星期五, 七月 15, 2005

LexisNexis(TM) Academic - Document

LexisNexis(TM) Academic - DocumentCopyright 2005 The Financial Times Limited
Financial Times (London, England)

January 26, 2005 Wednesday
USA Edition 1

SECTION: LATIN AMERICA; Pg. 9

LENGTH: 392 words

HEADLINE: US and Brazil to discuss resuming talks on Americas free trade bloc

BYLINE: By RAYMOND COLITT

DATELINE: BRASILIA

BODY:


Brazilian and US officials will discuss relaunching the stalled negotiations towards a Free Trade Area of the Americas when they meet this week at the World Economic Forum.
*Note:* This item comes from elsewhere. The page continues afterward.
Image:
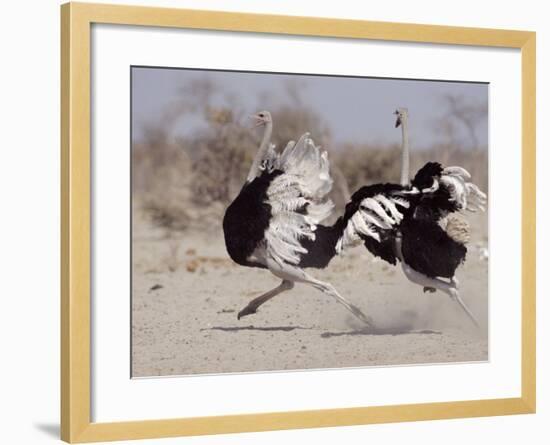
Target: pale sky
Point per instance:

Celso Amorim, Brazil's foreign minister, and Robert Zoellick, the outgoing US trade representative, will meet on the sidelines of the forum in Davos, Switzerland, to discuss regional and multilateral trade negotiations.

FTAA talks ground to a halt last year as the region's leading trade partners turned their attention towards agriculture talks at the World Trade Organisation. "Had we (all) spent as much time on the FTAA as we did on the WTO, we might have had more substantial progress," Mr Amorim told the Financial Times yesterday.

Market access proposals in FTAA talks had so far been "unsatisfactory", Mr Amorim said, but he also said he no longer saw "conceptual problems" with the negotiations.

The Brazilian government now proposes to focus talks on market access between the US and Mercosur, the four-nation South American trade bloc. "For us, the FTAA is about negotiations with the United States - the rest is just rhetoric," said Mr Amorim. The US has so far been hesitant to adopt the so-called "four-plus-one talks".

Yet Brasilia argues that it already has trade deals with all South American countries and is negotiating with Caribbean and Central American countries. In addition, Mr Amorim yesterday confirmed reports that Mercosur was looking to launch formal trade talks with Canada. "This could be a possible stepping stone towards the FTAA," he said.

The US has also been negotiating bilateral agreements with regional trade groups in Latin America.

Agreeing that both sides needed to make concessions, Mr Amorim suggested Mercosur was prepared to discuss market access to services and investments under current WTO regulations. Formal negotiations are likely to get under way only once a new US trade representative is named.

Yet Mr Amorim suggested that a new round of talks could benefit from Mr Zoellick's move to the US State Department, where he is tapped to become deputy secretary.

"Bob Zoellick will continue to have some influence, and he has interest - that's welcome. We have a very good understanding."

Meanwhile, an agreement between the European Union and Mercosur was "not very near yet", Mr Amorim said. Talks between both sides collapsed late last year.